Now, the split into two class camps appears complete.  Blue Labour offers no advantages for the reactionary petty-bourgeois voters in the seat, compared to the true Blue Tories.  Its vote has effectively disappeared, falling from 7,000 (12.9%) to just 622 (1.6%).  It even ended up behind the anti-Brexit Greens who came in third with 1500 votes (3.9%).  Labour's progressive voters, obviously seeing no point in voting for a Blue Labour Party as against a true Blue Tory party, deserted wholesale to the Liberals, who increased their vote by 50% to 21,000, and doubled their vote share from 27% to 57%.

Its a big knock back for the Blue's both the naturally Blue Tories, and the opportunistically Blue Labour.  It shows that in seats, where the Tories have in the past picked up the votes of affluent middle class professional voters, alongside the votes of the petty-bourgeois elements that form its core, it is susceptible to a challenge from progressive parties, opposing its pro-Brexit, reactionary nationalism, as that professional middle-class, tends to be economically and socially progressive.  But, it means the Blue Labour strategy in other areas is doomed to fil too.  That strategy grossly overestimates the number of "working-class", "Labour voters", are waiting to return to Labour, if it just listens to them, and accommodates their reactionary views.

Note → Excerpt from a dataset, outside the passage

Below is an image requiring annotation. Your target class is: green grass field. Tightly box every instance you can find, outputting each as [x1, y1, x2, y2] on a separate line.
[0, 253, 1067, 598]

For one thing, many of those it targets were never solid Labour voters to begin with, whatever Vox Pops try to suggest.  They are elements that were always reactionary that supported the scabs during the Miners Strike, that bought their Council house when Thatcher gave them the option and so on.  They are elements that were never closely tied into the organised labour movement.  Many of them, even if they were, are not today.  On the one hand, some became from the 1980's, self-employed - the eponymous white van man - and so petty-bourgeois, often precariously so, and deprived, as such petty-bourgeois often are, and the traditional swamp from which Bonapartists, and fascists have recruited their support.  Today, many of them are separated from the organised labour movement, and the working-class itself, because they are retired, their fortune dependent upon a paternalistic state, and its benefits, which makes them easy prey for those who would have them believe that such benefits for them are at threat from immigrants.  And, of course, a large part of the Brexit vote was really just a racist vote against immigrants, rather than a vote against the EU itself.

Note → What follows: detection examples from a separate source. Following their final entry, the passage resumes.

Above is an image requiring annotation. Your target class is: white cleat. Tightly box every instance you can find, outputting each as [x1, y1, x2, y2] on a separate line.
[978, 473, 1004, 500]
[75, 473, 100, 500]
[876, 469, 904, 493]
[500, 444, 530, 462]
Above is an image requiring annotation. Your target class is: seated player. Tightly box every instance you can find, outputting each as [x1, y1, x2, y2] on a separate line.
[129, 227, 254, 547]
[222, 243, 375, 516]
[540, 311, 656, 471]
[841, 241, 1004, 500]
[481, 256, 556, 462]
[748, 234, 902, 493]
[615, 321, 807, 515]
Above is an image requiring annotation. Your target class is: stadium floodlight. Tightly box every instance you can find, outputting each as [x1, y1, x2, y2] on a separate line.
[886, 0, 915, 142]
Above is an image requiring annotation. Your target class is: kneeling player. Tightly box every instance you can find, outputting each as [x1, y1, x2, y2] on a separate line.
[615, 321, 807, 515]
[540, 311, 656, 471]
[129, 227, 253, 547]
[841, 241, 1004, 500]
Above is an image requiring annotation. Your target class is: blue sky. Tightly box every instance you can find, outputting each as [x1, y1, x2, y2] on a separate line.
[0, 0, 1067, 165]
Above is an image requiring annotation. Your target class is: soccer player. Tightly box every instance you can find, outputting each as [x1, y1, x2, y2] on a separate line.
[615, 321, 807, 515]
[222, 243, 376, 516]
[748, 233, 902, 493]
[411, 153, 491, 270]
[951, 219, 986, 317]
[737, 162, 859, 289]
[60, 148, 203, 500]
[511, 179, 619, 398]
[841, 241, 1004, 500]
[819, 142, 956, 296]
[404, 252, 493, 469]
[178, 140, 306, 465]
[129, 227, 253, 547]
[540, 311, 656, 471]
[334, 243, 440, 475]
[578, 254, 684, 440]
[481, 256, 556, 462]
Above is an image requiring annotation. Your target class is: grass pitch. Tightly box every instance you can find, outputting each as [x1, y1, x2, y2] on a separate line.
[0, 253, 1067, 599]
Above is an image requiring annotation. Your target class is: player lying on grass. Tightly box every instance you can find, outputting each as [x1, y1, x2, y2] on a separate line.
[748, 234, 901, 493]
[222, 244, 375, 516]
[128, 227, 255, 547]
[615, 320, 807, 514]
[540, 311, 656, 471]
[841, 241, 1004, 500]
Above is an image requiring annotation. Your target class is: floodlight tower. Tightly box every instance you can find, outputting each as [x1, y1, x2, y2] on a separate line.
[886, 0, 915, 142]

So, Blue Labour is deluding itself if it thinks many of those people ever were solid Labour voters in the past, let alone its chance of winning them over today.  Its why they adhere to the real thing in Boris Johnson rather than the pale shadow of keir Starmer.  But, also, for ever one such voter Blue Labour might attract, it is going to lose four progressive voters it already had, as the Chesham and Amersham By-Election has again shown, just as was shown in 2019, when in the General Election, and even more in the European and local elections, large swathes of such votes abandoned Labour and switched to the Greens, Liberals, Plaid and the SNP.

The truth is that if I am a progressive voter in Stoke, or Batley and Spen, I have no more reason to vote for Starmer's Blue Labour, than if I am a progressive voter in Chesham and Amersham.  I certainly have no reason to vote for Blue Labour as against the real thing in the True Blue Tories.  At least in voting Liberal, or Green, depending on who has the best chance in the particular seat, I would be able to register my displeasure at the reactionary nationalist trajectory of the main parties in the only way most people see possible in a parliamentary democracy, and that is by voting for one of the anti-Brexit parties, even if they have no chance of winning, or as with the Liberals, even if they no longer openly advocate re-joining the EU.

But, then, after Chesham and Amersham, how long will it be for the penny to drop for the Liberals too, that there are even more progressive vote for them to harvest, simply by making their pro-EU stance, once more a centrepiece of their agenda?